Did he ever think of ending it all, I find myself asking too bluntly. "The dean told me that suicide is regarded as a sin and if you do it you will never be reunited. I think about Josephine continuously, I don't know if that's rare or completely normal for couples who are separated, but I live to see her again."
He has finally reorganised her clothes and catalogued them. "It's taken me 10 years ... It was my original intention to put all her clothes in our tomb as she was so well dressed. We loved going shopping together. But in the end, there were 14 wardrobes so they won't all fit."
He has also started to socialise more again. "I had a revelation as an unhappy widower. I tried to go to parties and people would always say, 'How are you?' And I would say, 'Fine. How are you?' And they would say, 'Fine.' I'd be trapped in these conversations but it's very stressful to keep up that level of gaiety when you're sad. So now when they say, 'How are you?' I say, 'Terrible'. To which there is only one question, 'Why?' To which my reply is, 'My wife died 10 years ago and I'm finding it hard to get over.' Or if someone says, 'Hi Maurice, I haven't seen you for ages. What have you been doing?' I just say, 'Sulking.' The marvellous thing about this is that people can look over my shoulder and excuse themselves, but it has also produced some wonderful conversations, when people have opened up about their own losses and I have realised that I am not alone in this insanity."
Some people, he admits, say it's time to move on, "but for some of us that will always feel like an act of betrayal". He was lucky to have loved so deeply. "This feels more like a tragedy."
We've chatted for two hours; both of us are exhausted. "Lunch?" he says, and I assume we'll have a sandwich. Instead, two very cold martinis arrive, swiftly followed by two more and we drift in a daze into lunch which has been laid in the old chapel, exactly as it once was for Saatchi and Hart's meals together. We start with the most perfect canapes I have ever eaten, arranged on a silver tray. He knows how to entertain. She once broke his glasses, he says, when she thought he was flirting with a beautiful woman in the south of France. "She never needed to be jealous," he tells me. Next there is a cheese souffle, then an immaculate risotto with tiger prawns, and finally chocolate mousse and petits fours with mint tea. I leave as it's getting dark.

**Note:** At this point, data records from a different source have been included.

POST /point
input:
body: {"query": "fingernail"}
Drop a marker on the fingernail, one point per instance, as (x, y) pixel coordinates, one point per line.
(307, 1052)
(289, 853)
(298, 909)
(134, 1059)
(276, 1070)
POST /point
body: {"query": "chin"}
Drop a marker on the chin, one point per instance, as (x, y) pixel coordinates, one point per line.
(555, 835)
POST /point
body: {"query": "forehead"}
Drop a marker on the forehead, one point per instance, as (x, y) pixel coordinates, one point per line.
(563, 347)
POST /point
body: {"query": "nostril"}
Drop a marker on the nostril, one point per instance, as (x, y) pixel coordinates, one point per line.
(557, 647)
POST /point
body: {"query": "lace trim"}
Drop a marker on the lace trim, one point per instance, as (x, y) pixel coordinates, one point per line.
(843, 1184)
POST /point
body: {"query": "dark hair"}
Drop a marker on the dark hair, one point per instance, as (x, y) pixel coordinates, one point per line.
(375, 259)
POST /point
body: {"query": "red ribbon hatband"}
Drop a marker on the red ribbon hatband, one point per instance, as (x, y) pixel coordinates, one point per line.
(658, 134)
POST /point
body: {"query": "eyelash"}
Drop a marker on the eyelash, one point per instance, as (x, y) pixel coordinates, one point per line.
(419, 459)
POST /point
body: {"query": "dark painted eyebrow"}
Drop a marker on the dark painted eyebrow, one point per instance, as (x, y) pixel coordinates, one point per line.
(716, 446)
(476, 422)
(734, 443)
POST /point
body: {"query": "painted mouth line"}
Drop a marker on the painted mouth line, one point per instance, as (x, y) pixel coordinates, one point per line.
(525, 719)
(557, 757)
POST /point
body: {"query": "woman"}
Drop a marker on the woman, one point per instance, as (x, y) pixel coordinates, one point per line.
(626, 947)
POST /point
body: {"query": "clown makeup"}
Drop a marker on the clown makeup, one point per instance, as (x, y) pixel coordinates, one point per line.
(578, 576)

They had both created an idyllic life, flitting between London, West Sussex and France, high on poetry and politics, besotted by each other. No wonder he is still so discombobulated. "Life isn't working," he says, and of course it will never be the same without her. "Damaged people are dangerous. They know they can survive," Hart writes at the beginning of her most famous novel. Saatchi is damaged. "It's a disaster," he says, "a calamity, a catastrophe, even though I can pretend to sound optimistic. Josephine was right when she said in hospital, 'Our life is ruined.' Then she was in a coma for three or four days. I remember the moment her breathing changed and she died."
He's still devastated, distraught, perhaps a little deranged, but he has grabbed life by the throat and lived an extraordinary life and one day I hope they will be reunited.
Do Not Resuscitate, by Maurice Saatchi (Eris), is out on November 5.